産経ニュース

【米大統領選】初討論、自民議員はクリントン氏に好印象 防衛議論喚起には「トランプ氏がいいかも」との声も

ニュース 政治

記事詳細

更新

【米大統領選】
初討論、自民議員はクリントン氏に好印象 防衛議論喚起には「トランプ氏がいいかも」との声も

米大統領選候補者討論会で握手するクリントン氏(右)とトランプ氏=26日、ヘンプステッド(AP) 米大統領選候補者討論会で握手するクリントン氏(右)とトランプ氏=26日、ヘンプステッド(AP)
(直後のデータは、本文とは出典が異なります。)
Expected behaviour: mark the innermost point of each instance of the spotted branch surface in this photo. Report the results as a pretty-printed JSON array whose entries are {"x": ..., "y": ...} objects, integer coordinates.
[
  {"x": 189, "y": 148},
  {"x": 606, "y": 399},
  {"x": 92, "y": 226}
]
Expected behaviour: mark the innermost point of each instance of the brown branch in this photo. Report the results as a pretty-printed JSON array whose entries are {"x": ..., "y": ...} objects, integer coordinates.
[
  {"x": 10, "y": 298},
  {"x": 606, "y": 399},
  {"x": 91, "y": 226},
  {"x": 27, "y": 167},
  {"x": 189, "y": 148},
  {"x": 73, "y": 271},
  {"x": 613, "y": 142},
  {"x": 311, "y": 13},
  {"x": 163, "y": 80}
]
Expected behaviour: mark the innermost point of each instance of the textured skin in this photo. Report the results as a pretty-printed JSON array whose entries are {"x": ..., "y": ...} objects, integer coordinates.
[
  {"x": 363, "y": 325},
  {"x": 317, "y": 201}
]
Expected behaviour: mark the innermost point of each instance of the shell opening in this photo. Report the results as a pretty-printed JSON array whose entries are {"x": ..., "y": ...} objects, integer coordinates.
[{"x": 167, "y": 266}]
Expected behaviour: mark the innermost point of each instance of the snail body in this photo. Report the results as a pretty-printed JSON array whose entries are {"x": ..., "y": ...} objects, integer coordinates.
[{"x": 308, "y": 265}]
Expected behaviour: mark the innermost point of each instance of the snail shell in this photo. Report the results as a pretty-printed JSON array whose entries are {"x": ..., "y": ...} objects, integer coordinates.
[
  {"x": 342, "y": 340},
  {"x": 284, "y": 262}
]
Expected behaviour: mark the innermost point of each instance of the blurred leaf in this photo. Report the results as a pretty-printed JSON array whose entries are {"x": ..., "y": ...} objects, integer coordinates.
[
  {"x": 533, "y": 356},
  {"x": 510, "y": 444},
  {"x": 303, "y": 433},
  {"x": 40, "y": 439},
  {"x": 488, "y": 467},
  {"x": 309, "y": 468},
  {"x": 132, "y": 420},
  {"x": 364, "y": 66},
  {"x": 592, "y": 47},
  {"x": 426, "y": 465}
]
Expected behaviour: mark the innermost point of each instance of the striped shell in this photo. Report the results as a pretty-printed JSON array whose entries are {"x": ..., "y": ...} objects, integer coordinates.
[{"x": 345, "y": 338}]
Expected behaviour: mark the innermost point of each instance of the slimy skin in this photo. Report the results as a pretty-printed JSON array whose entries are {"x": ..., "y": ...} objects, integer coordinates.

 現地時間の26日に行われた米大統領選の民主党候補のヒラリー・クリントン氏と共和党候補のドナルド・トランプ氏による第1回候補者討論会について、自民党外交・防衛関係の議員からはさまざまな感想が出た。

 元外務副大臣の山本一太参院予算委員長は産経新聞の取材に「普通にみればプレゼンテーションのうまさ、発言の論理性、政策の具体性、安定感、全てヒラリーが上回っている」と語った。一方で「ヒラリーの好感度が増したかといえばよく分からない。もともとトランプの支持者は発言の論理性などを気にしていない。トランプの命脈が尽きたと考えるのは早計だ」とも指摘。11月8日の投票まで1カ月以上あることから「最後まで分からない」と述べた。

 外務省出身の松川るい参院議員は「圧倒的にクリントンだ。冷静で落ち着いている。トランプはいつもの勢いを欠き、焦っていた。具体的な説明はなく、同じことを繰り返し言うばかり。クリントンのほうが具体的で論理的だった」と論評した。さらに「クリントンはワーク・ライフ・バランスや子育て支援、女性に対する平等な給与など、安倍晋三政権も進める『働き方改革』なども言っているのが印象的だった」とも語った。

 国防族議員も「ヒラリーのほうが慣れていた。トランプが持ち出したヒラリー批判はどれも既出の話ばかりだった」と振り返った。ただ、トランプ氏が日本など米国が条約上の防衛義務を負っている国々に「応分の負担」を求めていることを念頭に、「外務省はヒラリーが勝ったほうがいいだろうが、一長一短だ。自分の国を守ろうという議論をするにはトランプがいいかもしれない。今まで考えなくてよかったことを考えないといけなくなる」とも述べた。